House Democrats are looking to increase the top corporate rate to 26.5% from 21% to help finance President Joe Biden’s $3.5 trillion economic plan.
That could spark demand for state and local government debt from financial firms seeking to ease their tax burden. Banks, property and casualty insurers and life insurance providers are active investors in the $4 trillion municipal-bond market, collectively holding a combined $1 trillion of the securities as of March 31, according to Federal Reserve data.
“With the increase in the tax rate you would see more demand for tax exempts from banks and property and casualty insurance, especially because they’re quite sensitive to tax-rate changes and often times they make decisions between municipal bonds and corporate bonds,” said Karel Citroen, head of municipal research at Conning, which oversees $9 billion of state and local debt, mostly for insurance clients.
The tax increase would partially roll back the deep cuts in the 2017 law enacted under former President Donald Trump, which reduced the corporate rate from 35%. That caused banks to slash their holdings of municipal bonds by lessening the need for the tax shelter.

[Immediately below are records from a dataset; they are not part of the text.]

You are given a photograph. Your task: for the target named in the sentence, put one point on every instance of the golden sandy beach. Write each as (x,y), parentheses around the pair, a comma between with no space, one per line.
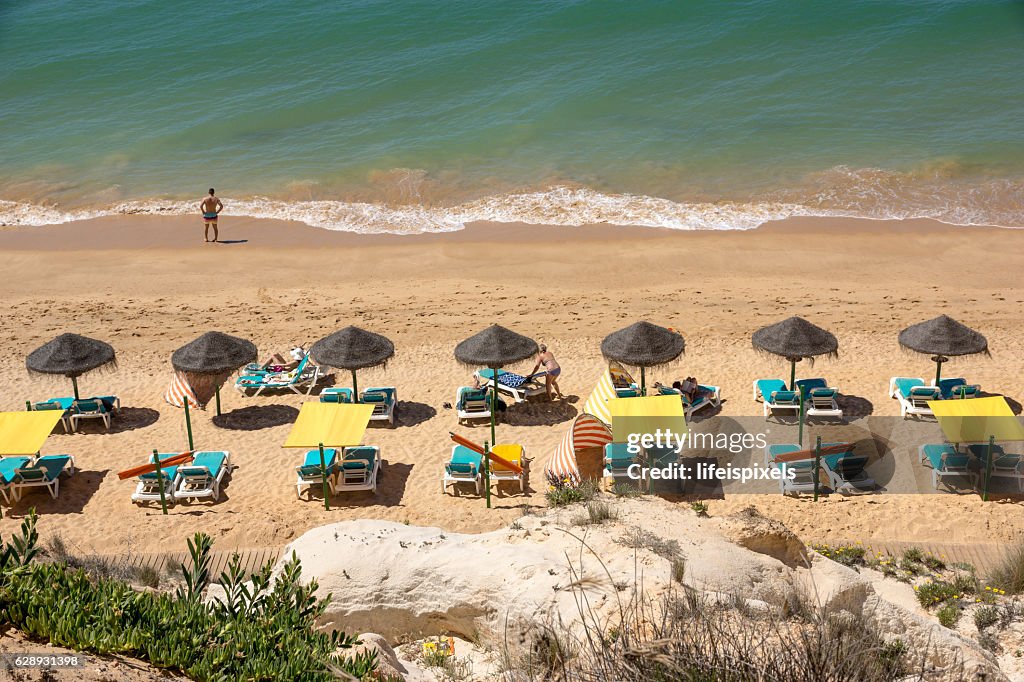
(147,285)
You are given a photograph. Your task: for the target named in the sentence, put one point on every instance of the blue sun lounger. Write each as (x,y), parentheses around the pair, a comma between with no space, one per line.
(946,461)
(308,475)
(336,394)
(43,472)
(8,466)
(709,396)
(515,385)
(147,488)
(775,396)
(384,399)
(358,468)
(957,388)
(202,478)
(1004,463)
(306,374)
(464,467)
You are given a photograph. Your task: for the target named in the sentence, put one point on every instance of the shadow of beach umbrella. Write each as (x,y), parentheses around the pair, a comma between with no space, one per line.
(643,344)
(495,347)
(352,348)
(206,364)
(796,339)
(942,337)
(71,355)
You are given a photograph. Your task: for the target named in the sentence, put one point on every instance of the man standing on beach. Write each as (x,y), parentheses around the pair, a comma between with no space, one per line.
(211,208)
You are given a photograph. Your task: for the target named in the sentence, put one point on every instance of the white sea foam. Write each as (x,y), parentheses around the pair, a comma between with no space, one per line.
(558,206)
(562,206)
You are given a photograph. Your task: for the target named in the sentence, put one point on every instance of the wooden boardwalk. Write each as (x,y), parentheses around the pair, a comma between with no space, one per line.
(252,559)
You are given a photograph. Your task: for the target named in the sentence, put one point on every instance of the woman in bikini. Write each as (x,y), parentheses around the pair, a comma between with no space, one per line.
(211,207)
(552,370)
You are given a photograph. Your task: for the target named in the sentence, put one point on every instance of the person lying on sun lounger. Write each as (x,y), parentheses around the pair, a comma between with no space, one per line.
(688,387)
(276,364)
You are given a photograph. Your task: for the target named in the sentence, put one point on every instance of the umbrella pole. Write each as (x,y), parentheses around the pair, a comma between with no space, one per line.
(801,420)
(494,401)
(486,457)
(486,473)
(327,499)
(160,481)
(192,445)
(817,466)
(988,467)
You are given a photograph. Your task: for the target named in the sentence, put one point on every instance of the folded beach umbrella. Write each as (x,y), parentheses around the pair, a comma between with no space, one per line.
(71,355)
(642,344)
(352,348)
(587,432)
(202,366)
(495,347)
(941,338)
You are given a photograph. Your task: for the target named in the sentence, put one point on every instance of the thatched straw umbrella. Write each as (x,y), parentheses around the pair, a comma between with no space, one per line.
(642,344)
(71,355)
(796,339)
(941,338)
(495,347)
(352,348)
(207,363)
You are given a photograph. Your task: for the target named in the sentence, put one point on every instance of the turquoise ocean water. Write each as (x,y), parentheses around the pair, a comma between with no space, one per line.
(422,116)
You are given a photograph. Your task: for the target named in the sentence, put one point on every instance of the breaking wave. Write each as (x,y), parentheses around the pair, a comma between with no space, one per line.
(838,193)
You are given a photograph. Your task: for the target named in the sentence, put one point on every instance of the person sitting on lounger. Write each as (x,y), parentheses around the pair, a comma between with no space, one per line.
(552,370)
(211,207)
(276,364)
(688,387)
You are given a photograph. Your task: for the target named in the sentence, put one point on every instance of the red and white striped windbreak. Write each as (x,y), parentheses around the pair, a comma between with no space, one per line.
(179,391)
(587,431)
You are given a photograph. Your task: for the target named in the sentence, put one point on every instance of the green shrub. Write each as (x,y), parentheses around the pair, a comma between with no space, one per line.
(637,538)
(258,631)
(948,615)
(986,615)
(936,592)
(1009,574)
(848,555)
(598,511)
(678,569)
(561,493)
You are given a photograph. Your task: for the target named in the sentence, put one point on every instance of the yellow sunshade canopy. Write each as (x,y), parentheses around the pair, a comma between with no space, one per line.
(331,424)
(25,432)
(976,420)
(646,415)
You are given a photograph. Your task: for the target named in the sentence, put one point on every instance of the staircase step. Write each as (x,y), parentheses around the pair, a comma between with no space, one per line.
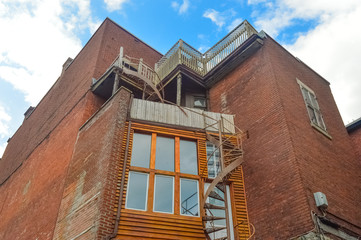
(221,187)
(212,218)
(214,229)
(215,195)
(211,206)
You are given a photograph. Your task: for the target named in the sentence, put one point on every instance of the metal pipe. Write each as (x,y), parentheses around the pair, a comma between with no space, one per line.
(120,202)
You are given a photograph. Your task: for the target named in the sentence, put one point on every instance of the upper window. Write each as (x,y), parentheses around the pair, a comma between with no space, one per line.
(312,106)
(200,102)
(165,170)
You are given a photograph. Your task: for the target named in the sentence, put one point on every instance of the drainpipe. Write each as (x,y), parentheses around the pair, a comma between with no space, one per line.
(117,220)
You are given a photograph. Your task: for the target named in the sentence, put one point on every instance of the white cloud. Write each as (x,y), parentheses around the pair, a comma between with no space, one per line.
(234,24)
(4,129)
(331,48)
(203,48)
(180,8)
(4,121)
(114,5)
(2,148)
(218,18)
(40,36)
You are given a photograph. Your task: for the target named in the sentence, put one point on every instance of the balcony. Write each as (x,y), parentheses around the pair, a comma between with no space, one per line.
(201,64)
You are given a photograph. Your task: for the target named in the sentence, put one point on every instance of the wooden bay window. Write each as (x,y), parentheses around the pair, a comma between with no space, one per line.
(163,175)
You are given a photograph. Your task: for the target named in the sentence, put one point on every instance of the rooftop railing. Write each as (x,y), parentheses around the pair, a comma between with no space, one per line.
(183,53)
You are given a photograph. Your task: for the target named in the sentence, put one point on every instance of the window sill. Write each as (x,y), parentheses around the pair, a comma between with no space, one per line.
(321,130)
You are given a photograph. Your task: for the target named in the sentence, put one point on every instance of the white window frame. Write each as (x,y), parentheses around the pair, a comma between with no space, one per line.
(180,197)
(155,187)
(146,195)
(318,124)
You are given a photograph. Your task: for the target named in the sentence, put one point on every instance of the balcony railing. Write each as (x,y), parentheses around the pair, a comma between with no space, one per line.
(183,53)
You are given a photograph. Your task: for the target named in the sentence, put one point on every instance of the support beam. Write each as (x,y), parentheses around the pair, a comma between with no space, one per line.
(116,83)
(179,89)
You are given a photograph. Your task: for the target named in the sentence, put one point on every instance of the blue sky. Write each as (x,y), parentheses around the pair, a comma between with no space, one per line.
(39,35)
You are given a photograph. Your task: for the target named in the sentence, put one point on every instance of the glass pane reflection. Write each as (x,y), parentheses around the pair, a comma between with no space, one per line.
(141,150)
(189,197)
(164,159)
(163,194)
(188,157)
(137,191)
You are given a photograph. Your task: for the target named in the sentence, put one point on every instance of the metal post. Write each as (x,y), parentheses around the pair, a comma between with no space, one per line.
(116,83)
(179,89)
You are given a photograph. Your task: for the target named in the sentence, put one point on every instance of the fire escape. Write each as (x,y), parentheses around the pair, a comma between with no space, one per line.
(243,41)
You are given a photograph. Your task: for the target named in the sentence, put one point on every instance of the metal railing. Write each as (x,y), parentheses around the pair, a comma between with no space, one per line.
(183,53)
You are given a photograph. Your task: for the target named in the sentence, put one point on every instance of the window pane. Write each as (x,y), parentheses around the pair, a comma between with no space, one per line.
(314,101)
(199,102)
(320,120)
(188,157)
(137,191)
(312,115)
(141,150)
(189,197)
(164,159)
(305,95)
(214,166)
(163,194)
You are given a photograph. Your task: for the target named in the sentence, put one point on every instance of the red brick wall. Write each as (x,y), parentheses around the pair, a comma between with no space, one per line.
(326,165)
(87,207)
(356,142)
(281,166)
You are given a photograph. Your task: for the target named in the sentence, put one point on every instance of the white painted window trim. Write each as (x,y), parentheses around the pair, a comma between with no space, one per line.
(316,126)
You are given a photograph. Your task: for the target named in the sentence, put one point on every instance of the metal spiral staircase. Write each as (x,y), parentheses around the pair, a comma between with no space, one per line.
(228,146)
(216,220)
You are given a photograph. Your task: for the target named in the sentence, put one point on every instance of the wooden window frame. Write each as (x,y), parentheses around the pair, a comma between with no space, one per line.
(146,196)
(177,175)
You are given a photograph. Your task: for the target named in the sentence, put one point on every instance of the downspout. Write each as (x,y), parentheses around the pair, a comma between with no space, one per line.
(120,202)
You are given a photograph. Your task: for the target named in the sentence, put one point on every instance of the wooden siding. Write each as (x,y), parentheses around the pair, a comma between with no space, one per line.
(174,115)
(136,224)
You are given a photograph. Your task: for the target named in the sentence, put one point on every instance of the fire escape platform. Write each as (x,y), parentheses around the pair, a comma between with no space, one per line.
(167,114)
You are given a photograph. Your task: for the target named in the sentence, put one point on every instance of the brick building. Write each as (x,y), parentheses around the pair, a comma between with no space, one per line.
(229,144)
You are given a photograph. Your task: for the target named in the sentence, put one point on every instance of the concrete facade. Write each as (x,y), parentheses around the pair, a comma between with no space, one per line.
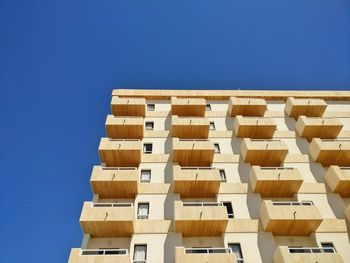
(144,204)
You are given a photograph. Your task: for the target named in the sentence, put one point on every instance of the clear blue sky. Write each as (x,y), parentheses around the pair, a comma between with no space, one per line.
(60,60)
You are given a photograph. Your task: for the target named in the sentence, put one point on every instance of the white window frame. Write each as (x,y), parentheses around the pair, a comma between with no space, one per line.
(139,260)
(212,126)
(144,148)
(149,128)
(151,107)
(144,171)
(142,216)
(217,149)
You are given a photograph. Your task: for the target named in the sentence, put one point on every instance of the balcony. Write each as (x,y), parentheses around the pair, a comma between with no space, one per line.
(347,212)
(275,181)
(187,107)
(107,219)
(120,153)
(338,180)
(200,219)
(284,254)
(193,152)
(289,218)
(200,255)
(196,181)
(246,107)
(254,127)
(307,107)
(323,128)
(264,152)
(330,152)
(189,127)
(114,182)
(124,127)
(128,106)
(78,255)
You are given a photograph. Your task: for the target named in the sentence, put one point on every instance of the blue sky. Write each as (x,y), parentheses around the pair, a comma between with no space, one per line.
(60,60)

Such holdings by financial institutions and insurers are down from $1.1 trillion at the end of 2017, the Fed’s data show.
The latest tax-law changes could also affect demand from the wealthiest investors. The steps approved by the House Ways and Means Committee would raise the highest tax rate and impose a 3% surtax on incomes over $5 million.
The impacts appears largely priced into the market, given that yields have been largely unchanged since the measures were rolled out. Investors have widely anticipated such tax hikes under Biden, contributing to a large influx into tax-exempt bond funds.
“If the tax changes are implemented in the current form, we will likely see demand for the product remaining quite strong,” Barclays strategists wrote in a report Wednesday. “Higher individual tax rates, and a 3% surcharge for adjusted gross income above $5 million, should increase appetite even further, given that individual investors in top tax brackets own the bulk of tax-exempt bonds.”